Worship Preview 9.14.25 "How Long Must I...?!"
- FirstUMC FortScott
- 14 minutes ago
- 3 min read
UPCOMING EVENTS
Wednesday, September 17th, Feeding Families in His Name: A free, no obligation meal is served “to-go” style from underneath our portico from 5:30-6:30pm each Wednesday, prepared each week by our members as well as several area churches and community groups. If you would like to support this ministry, you can make donations online at: www.firstumcfortscott.org/feedingfamiliesdonation. Thank you.

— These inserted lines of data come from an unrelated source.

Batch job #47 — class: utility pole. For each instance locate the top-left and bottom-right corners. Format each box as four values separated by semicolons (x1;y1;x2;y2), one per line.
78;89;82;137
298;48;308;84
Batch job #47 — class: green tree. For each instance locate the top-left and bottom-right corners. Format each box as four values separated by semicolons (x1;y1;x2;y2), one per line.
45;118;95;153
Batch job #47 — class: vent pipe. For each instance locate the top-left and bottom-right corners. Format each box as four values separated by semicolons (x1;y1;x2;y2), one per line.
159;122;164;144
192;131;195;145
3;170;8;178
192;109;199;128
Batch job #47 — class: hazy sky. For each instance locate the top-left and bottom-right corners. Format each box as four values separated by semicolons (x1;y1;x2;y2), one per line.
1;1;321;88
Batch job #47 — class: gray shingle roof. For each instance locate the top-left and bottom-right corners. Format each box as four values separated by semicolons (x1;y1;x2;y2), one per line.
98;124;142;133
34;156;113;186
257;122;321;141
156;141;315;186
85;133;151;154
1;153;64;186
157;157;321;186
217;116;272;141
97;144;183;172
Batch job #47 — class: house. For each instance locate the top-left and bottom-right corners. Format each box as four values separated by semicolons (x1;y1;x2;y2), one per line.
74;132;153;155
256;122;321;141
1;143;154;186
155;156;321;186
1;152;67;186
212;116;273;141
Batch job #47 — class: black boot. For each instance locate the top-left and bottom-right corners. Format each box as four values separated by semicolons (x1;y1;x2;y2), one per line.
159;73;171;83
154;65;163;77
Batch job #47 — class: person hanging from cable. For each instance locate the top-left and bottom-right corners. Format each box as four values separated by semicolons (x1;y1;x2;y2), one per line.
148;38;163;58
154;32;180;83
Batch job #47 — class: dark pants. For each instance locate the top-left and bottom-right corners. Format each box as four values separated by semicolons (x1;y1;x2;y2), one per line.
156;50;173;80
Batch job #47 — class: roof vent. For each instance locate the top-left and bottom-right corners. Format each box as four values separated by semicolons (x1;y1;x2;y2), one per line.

Aging Forward, Friday, September 26th, 1-4pm. This month is our last meeting for the year. Our featured speakers will be Greg Motley, board member and Anita Walden, chief administrative officer, from Freeman Fort Scott Hospital. They’ll share the latest updates on the process of getting the new facility open and the services the facility now offers to the Fort Scott community! Then we’ll hear from Crystal Stock of Presbyterian Manors of Mid-America for an informative presentation designed to help improve understanding about senior living options. It will be another great time of fellowship and learning! Light refreshments will be served. No cost to attend. Invite a friend!
Mark Your Calendars – Sunday, October 12th at 3pm – Gospel Concert with Second Hand Strings! A freewill donation fundraiser for Feeding Families in His Name. Second Hand Strings is an acoustic group whose members enjoy sharing their love of music. The group of friends began playing together a few years ago to share their fondness of folk and classic country music. They will perform a selection of popular old-time gospel songs, adding their bluegrass touch.
Worship This Sunday: 10:30am – “How Long Must I...?!”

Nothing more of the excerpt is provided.